I understand the desire to get as many positive reviews as possible as soon as possible, but readers can spot a review left by someone who knows the author a mile away. They’re like the snifflers of fake reviews (Harry Potter references ftw), and nothing turns them off a book purchase faster.
You can read more about why unanimously positive reviews can hurt your sales in my post, Why Five Star Reviews Hurt Your Book Sales.
- It makes things awkward between you and your loved ones
Let’s be real for a second: a lot of people—maybe even a majority of people—will not like your book. This includes your family. Just because they’re related to you doesn’t mean they’re going to like the type of book you write. It’s not that your book is bad, necessarily, or even that they think it’s bad—it’s just not for them. They may prefer cozy mysteries, and you write gory horror stories. Or maybe they just don’t like overly descriptive prose, or whatever.
And that’s okay.
It doesn’t mean your writing sucks. It means they’re not your target audience. But they certainly don’t want to say this to your face, or in any public forum where you are going to read it, like in, say, a review.

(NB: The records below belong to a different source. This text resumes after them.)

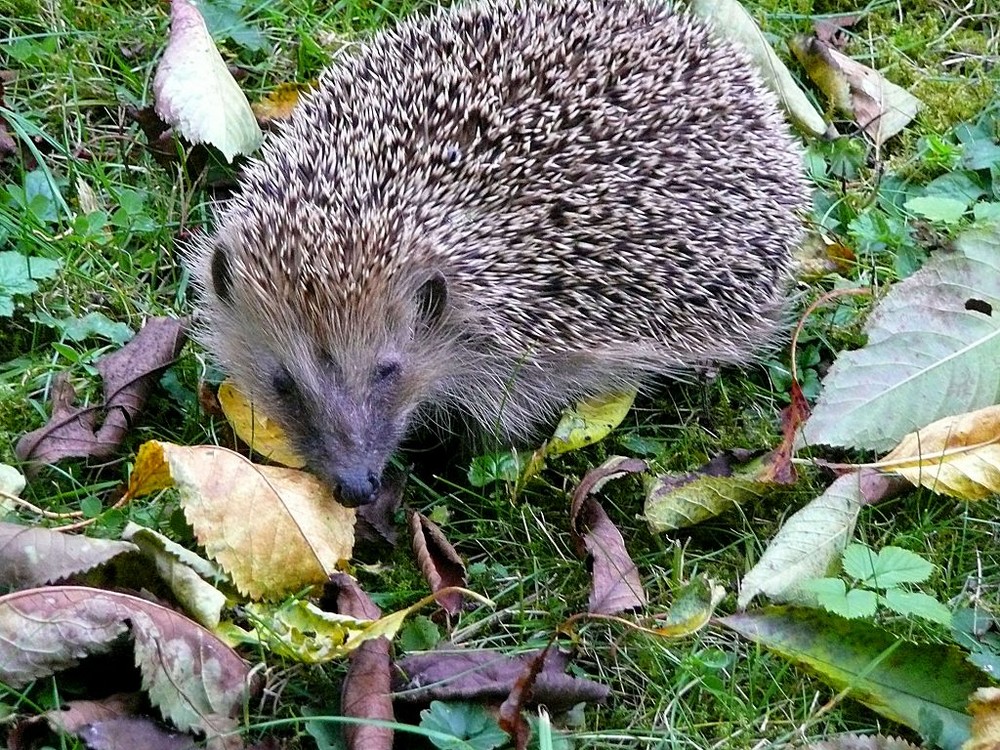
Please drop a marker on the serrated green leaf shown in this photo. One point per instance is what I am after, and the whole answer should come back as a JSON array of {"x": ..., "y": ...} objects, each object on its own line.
[
  {"x": 468, "y": 723},
  {"x": 919, "y": 685},
  {"x": 928, "y": 355},
  {"x": 938, "y": 208},
  {"x": 895, "y": 565},
  {"x": 916, "y": 604}
]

Right now, your family member may be agonizing how to honestly review your book without saying outright that they hated it. On the flip side, they might just tell you how they really feel. Most writers have developed a thick skin to protect them from outside criticism, but nothing penetrates this thick skin like an honest comment from a family member. This often leads to hurt feelings and wrecked confidence. Why not just make it easier and less awkward all around and let them off the hook?
How to broach the subject
You may be wondering how to go about asking your friends and family to not review without ruffling feathers or hurting feelings. Well, it’s easier than you might think. In my email, I started by letting them know about Amazon’s ban on reviews, and the effect it could have on my writing career. I included a link to Amazon’s Review Guidelines. Then, I gently let them know that I don’y expect them all to like my book. I didn’t mention that reviews left by friends and family often turn off readers, but they probably know this without you saying it, especially if they’re readers themselves.
Many of your friends and family will still want to support you, so consider offering them a way to do so. Suggest they add your book to their “currently reading” shelf on Goodreads, or create a special Headtalker or Thunderclap campaign just for them.
If you word your email tactfully, I find it unlikely that anyone could get offended by this, and many might be relieved.
What do you think? Do you ask your family and friends to review your books? Why or why not? Let us know in the comments!